Here are some notes [PDF] on this topic. The basic idea is to compare the sum to the corresponding integral, which is often easier to estimate.

Lemma 3 of those notes:

For a given function $\psi : [N,\infty) \to \mathbb R^+$ suppose that the map $t \mapsto \psi(t) x^t$ is unimodal with maximum at $t = t_x \geq N$, $0 < x < 1$. Then $$ \sum_{n \geq N} \psi(n) x^n = \int_N^\infty \psi(t) x^t\,dt + O\left(\psi(t_x)x^{t_x}\right) + O(1) $$ as $x \to 1^-$.

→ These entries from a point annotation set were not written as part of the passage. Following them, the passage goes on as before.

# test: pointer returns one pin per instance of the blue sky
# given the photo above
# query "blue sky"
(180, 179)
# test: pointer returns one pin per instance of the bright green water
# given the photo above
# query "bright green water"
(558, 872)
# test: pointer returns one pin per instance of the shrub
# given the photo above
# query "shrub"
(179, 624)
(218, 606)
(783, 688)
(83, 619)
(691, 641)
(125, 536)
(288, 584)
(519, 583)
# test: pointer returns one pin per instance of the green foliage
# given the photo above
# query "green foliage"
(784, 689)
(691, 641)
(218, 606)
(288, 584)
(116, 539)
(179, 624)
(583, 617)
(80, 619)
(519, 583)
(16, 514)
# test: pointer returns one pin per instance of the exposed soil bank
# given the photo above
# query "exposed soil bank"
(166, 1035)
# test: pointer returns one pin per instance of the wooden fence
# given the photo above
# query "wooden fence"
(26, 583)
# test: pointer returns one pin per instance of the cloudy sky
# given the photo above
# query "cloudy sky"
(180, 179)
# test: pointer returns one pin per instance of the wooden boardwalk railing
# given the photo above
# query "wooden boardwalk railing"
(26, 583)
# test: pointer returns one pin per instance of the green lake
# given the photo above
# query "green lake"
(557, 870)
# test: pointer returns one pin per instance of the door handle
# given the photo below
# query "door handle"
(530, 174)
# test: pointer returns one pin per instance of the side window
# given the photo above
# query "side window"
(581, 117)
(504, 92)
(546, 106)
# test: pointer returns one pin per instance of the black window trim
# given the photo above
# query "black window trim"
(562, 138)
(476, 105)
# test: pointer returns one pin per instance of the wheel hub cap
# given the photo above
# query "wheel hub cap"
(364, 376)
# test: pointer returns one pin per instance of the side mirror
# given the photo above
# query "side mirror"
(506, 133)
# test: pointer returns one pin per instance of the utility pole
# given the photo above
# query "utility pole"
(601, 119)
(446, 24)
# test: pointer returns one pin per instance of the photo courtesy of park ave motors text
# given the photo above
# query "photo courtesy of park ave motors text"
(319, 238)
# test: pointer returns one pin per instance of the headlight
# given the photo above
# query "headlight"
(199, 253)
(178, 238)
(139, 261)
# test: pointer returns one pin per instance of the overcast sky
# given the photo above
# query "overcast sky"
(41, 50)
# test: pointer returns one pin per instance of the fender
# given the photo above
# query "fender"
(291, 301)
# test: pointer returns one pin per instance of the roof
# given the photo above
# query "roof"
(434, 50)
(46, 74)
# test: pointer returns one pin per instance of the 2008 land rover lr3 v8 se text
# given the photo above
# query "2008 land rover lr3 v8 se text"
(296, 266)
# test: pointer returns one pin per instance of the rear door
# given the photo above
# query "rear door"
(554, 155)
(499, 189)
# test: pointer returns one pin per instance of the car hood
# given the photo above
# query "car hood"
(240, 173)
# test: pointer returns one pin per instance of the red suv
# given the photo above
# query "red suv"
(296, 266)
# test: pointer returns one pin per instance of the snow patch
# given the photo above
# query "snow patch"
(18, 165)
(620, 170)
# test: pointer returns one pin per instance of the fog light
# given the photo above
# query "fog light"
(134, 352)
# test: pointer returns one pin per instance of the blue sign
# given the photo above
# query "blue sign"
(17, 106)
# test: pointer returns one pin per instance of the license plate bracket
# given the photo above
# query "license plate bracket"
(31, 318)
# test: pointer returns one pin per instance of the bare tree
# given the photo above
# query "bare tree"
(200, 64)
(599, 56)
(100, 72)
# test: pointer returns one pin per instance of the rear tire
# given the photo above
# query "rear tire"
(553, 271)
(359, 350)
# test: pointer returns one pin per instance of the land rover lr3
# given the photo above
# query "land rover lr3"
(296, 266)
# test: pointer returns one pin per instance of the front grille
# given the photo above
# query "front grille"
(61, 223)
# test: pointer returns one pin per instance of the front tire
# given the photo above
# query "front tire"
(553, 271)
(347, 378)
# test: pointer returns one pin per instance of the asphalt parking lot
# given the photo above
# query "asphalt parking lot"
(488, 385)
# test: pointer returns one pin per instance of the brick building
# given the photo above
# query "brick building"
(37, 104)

The map $t \mapsto \frac{\log t}{t} x^t$ is indeed unimodal, and $\frac{\log t}{t} x^t \leq 1/e$ for all $0 \leq x \leq 1$. Thus

$$ \sum_{n=1}^{\infty} \frac{\log n}{n} x^n = \int_1^\infty \frac{\log t}{t} x^t\,dt + O(1) \tag{$*$} $$

as $x \to 1^-$. If we set $\lambda = -1/\log x$ (so that $\lambda \to \infty$ as $x \to 1^-$) and make the substitution $s = t/\lambda$, the integral becomes

$$ \begin{align} \int_1^\infty \frac{\log t}{t} x^t\,dt &= \int_1^\infty \frac{\log t}{t} e^{-t/\lambda}\,dt \\ &= \log \lambda \int_{1/\lambda}^{\infty} \frac{e^{-s}}{s}\,ds + \int_{1/\lambda}^{\infty} \frac{e^{-s} \log s}{s}\,ds. \tag{$**$} \end{align} $$

Skipping some of the details,

$$ \int_{1/\lambda}^{\infty} \frac{e^{-s}}{s}\,ds \sim \int_{1/\lambda}^{1} \frac{e^{-s}}{s}\,ds \sim \int_{1/\lambda}^{1} \frac{1}{s}\,ds = \log \lambda $$

and

$$ \int_{1/\lambda}^{\infty} \frac{e^{-s} \log s}{s}\,ds \sim \int_{1/\lambda}^{1} \frac{e^{-s} \log s}{s}\,ds \sim \int_{1/\lambda}^{1} \frac{\log s}{s}\,ds = - \frac{(\log \lambda)^2}{2} $$

as $\lambda \to \infty$.

By substituting these into $(**)$ we get

$$ \int_1^\infty \frac{\log t}{t} x^t\,dt \sim \frac{(\log \lambda)^2}{2} = \frac{(-\log(-\log x))^2}{2} \sim \frac{(\log(1-x))^2}{2} $$

and hence

$$ \sum_{n=1}^{\infty} \frac{\log n}{n} x^n \sim \frac{(\log(1-x))^2}{2} $$

as $x \to 1^-$ by $(*)$.